Anorexie Boulimie, les paradoxes de l’adolescence (livre)

Anorexie Boulimie, les paradoxes de l’adolescence

                                             de philippe Jeammet

5 à 13 % des adolescents sont victimes de troubles de la conduite alimentaire : 9 cas sur 10 sont des filles. Elles ont souvent tout pour plaire, tout pour réussir et vont pourtant s’enfermer dans une solitude profonde, prisonnières d’un comportement autodestructeur comparable à la toxicomanie.
« Ce dont j’ai besoin est ce qui me menace » : voilà sans doute le paradoxe caractéristique de l’adolescence. Cette contradiction que les anorexiques et les boulimiques ne parviennent pas à dépasser est au centre de leur comportement alimentaire. Mais ce n’est pas le seul paradoxe que présentent ces patientes : paradoxe de jeunes filles brillantes et lucides mais qui nient la gravité de leur état ; paradoxe d’une maladie addictive dans laquelle la satisfaction provient de la non-satisfaction du désir ; paradoxe de leurs relations aux autres dont elles ne peuvent ni se satisfaire ni s’affranchir
Comment réagir face à l’anorexie et à la boulimie ?

anorexie boulimie Philippe Jeammet nous propose une analyse en profondeur de ces pathologies de plus en plus répandues mais souvent niées par l’entourage proche. Il révèle, à travers de nombreux portraits, toute la vulnérabilité de ces patientes, expose leurs parcours souvent chaotiques et tente de comprendre les facteurs individuels, familiaux et culturels à l’origine de ces comportements.

Les troubles du comportement alimentaire

On dit que ce sont des addictions sans drogue. Ces pathologies sont de plus en plus fréquentes dans les sociétés postindustrielles, où l’offre alimentaire est surabondante.

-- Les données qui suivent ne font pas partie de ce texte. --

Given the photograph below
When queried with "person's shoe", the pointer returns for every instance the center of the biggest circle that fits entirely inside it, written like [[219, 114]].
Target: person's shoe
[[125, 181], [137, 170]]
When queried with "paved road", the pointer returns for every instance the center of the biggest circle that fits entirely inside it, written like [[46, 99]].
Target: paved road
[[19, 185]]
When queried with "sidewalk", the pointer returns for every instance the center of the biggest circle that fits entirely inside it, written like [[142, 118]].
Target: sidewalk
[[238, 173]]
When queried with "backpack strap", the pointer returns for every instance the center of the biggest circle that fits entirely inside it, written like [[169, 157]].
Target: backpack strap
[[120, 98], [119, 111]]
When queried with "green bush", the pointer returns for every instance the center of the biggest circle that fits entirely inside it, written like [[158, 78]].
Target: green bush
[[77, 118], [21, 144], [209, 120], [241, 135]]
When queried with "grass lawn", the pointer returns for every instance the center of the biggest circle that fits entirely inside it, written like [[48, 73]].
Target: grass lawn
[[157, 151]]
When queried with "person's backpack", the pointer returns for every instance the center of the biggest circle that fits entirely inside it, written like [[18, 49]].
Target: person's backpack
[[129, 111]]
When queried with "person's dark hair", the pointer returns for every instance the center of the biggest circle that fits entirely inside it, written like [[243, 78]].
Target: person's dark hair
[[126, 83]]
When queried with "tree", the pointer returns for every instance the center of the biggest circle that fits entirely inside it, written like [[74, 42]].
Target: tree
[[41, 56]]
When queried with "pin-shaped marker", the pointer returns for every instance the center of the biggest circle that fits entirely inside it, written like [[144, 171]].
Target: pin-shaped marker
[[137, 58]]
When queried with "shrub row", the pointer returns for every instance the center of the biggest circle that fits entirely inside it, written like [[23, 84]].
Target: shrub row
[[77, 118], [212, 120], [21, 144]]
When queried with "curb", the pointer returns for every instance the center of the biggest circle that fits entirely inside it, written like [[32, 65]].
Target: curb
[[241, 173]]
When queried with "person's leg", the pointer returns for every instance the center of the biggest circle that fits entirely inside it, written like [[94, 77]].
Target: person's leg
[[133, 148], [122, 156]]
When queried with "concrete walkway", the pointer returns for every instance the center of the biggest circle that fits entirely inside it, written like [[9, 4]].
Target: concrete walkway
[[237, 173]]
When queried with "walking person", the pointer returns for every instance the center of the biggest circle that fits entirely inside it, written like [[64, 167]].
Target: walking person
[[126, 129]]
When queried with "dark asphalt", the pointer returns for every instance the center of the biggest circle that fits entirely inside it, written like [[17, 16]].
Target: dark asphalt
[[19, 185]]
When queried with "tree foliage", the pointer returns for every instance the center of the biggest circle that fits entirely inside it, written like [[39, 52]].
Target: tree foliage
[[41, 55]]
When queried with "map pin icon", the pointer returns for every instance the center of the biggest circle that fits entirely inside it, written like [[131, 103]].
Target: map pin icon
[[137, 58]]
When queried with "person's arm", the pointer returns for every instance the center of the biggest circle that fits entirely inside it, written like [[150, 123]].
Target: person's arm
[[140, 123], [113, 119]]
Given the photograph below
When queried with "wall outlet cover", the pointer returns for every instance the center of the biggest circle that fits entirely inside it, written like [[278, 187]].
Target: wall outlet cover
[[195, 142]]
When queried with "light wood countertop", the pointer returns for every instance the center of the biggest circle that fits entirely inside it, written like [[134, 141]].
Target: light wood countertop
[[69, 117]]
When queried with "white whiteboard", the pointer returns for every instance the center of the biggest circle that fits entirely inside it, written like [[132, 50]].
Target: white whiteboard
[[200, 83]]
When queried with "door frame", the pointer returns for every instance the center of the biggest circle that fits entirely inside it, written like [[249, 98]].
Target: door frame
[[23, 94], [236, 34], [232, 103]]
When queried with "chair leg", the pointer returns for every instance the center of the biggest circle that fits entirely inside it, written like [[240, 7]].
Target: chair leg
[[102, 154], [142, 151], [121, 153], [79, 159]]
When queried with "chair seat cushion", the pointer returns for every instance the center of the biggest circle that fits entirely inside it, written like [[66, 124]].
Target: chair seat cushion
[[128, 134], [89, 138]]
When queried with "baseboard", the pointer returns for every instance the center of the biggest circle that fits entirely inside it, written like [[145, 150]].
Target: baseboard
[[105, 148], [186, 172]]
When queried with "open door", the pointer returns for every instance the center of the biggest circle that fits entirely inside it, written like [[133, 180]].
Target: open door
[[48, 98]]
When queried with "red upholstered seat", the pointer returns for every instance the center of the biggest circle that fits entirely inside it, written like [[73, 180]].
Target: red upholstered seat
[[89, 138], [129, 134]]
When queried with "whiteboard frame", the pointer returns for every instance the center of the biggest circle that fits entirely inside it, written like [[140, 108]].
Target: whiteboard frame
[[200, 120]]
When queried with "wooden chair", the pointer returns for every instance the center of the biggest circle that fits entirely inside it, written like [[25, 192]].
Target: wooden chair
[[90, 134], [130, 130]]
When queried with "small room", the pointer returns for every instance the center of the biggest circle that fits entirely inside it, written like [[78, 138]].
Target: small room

Inconnues des sociétés traditionnelles, les anorexies/boulimies sont un symptôme ethnopsychiatrique : elles expriment les problèmes non résolus d’une culture. Manger est un acte complexe, qui a de nombreuses dimensions : physiologique, symbolique, hédonique.

anorexie boulimie

L’anorexie et la boulimie peuvent former un couple paradoxal puisqu’il s’agit de maux assez semblables mais qui se manifestent par des symptômes assez opposés.

En premier lieu, ce qui les oppose sur le plan psychologique c’est que :

  • l’anorexique est dans la maîtrise de son appétit, de ses envies et de ses émotions ;

  • alors que la boulimique est dans la compulsion.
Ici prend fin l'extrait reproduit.